Jocy Lin also shared a statistic: For projects backed by top VCs, the three-year survival rate is 40%. For projects driven entirely by the community, the three-year survival rate is less than 10%.

Discussing KOL and community funding rounds, Jocy Lin believes their rise is indeed changing the structure of early-stage financing. They can help build consensus and community momentum in the early stages of a project, offering advantages particularly in marketing and GTM. However, this model's capabilities are primarily limited to narrative communication and short-term user mobilization, with limited support for a project's long-term governance, compliance, product strategy, and institutional expansion.

Today, Asian crypto VCs are facing their lowest point in years.
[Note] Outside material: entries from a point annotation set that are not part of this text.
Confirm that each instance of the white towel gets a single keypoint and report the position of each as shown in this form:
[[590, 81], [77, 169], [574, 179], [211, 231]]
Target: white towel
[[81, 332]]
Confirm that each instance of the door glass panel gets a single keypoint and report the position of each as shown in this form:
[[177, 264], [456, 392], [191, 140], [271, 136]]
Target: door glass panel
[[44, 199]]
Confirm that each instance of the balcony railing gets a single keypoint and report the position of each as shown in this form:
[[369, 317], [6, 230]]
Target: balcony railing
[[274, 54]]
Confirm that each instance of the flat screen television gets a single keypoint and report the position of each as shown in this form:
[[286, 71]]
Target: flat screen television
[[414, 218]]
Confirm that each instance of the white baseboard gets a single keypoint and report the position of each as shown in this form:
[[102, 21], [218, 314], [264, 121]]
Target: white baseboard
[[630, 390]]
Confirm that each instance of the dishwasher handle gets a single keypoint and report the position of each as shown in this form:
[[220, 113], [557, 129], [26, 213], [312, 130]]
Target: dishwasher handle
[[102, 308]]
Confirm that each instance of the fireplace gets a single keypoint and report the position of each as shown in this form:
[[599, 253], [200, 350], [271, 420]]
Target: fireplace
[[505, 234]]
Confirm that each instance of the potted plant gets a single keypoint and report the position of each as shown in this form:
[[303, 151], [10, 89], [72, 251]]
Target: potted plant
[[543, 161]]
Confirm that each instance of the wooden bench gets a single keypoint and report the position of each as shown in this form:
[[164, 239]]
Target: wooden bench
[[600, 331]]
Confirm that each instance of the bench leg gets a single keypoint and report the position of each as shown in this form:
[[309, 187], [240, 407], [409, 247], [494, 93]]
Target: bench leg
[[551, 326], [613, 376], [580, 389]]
Rapid changes in internal and external ecosystems and narrative logic have led VCs to different trajectories. Some VCs' names have fallen into the dust of history, some VCs are still hesitating, and some VCs are already making drastic adjustments to explore how to form a healthier and more lasting relationship with projects.

However, the bloodsucking behavior of market makers and exchanges continues, and Binance Alpha's high frequency of listings has even exacerbated this situation. How to break free from this negative ecological relationship and find breakthroughs in exit paths and investment strategies will remain one of the biggest challenges for the new generation of VC models.

Crypto giants like Coinbase have recently significantly accelerated their mergers and acquisitions. According to RootData, over 130 mergers and acquisitions have occurred in the first ten months of this year. At least seven crypto companies have gone public, and total fundraising for crypto-related listed companies (including DATs) has exceeded $16.4 billion, all of which are record highs . According to reliable sources, a well-known traditional Asian VC firm has established an independent fund focused on equity investments, with a lifespan of approximately 10 years. More and more VCs are aligning with the "old rules" of the equity investment market.

This is probably one of the strongest signals that the market is sending to VCs about a new cycle: there are still many opportunities in the primary crypto market, and the golden period for equity investment may have arrived.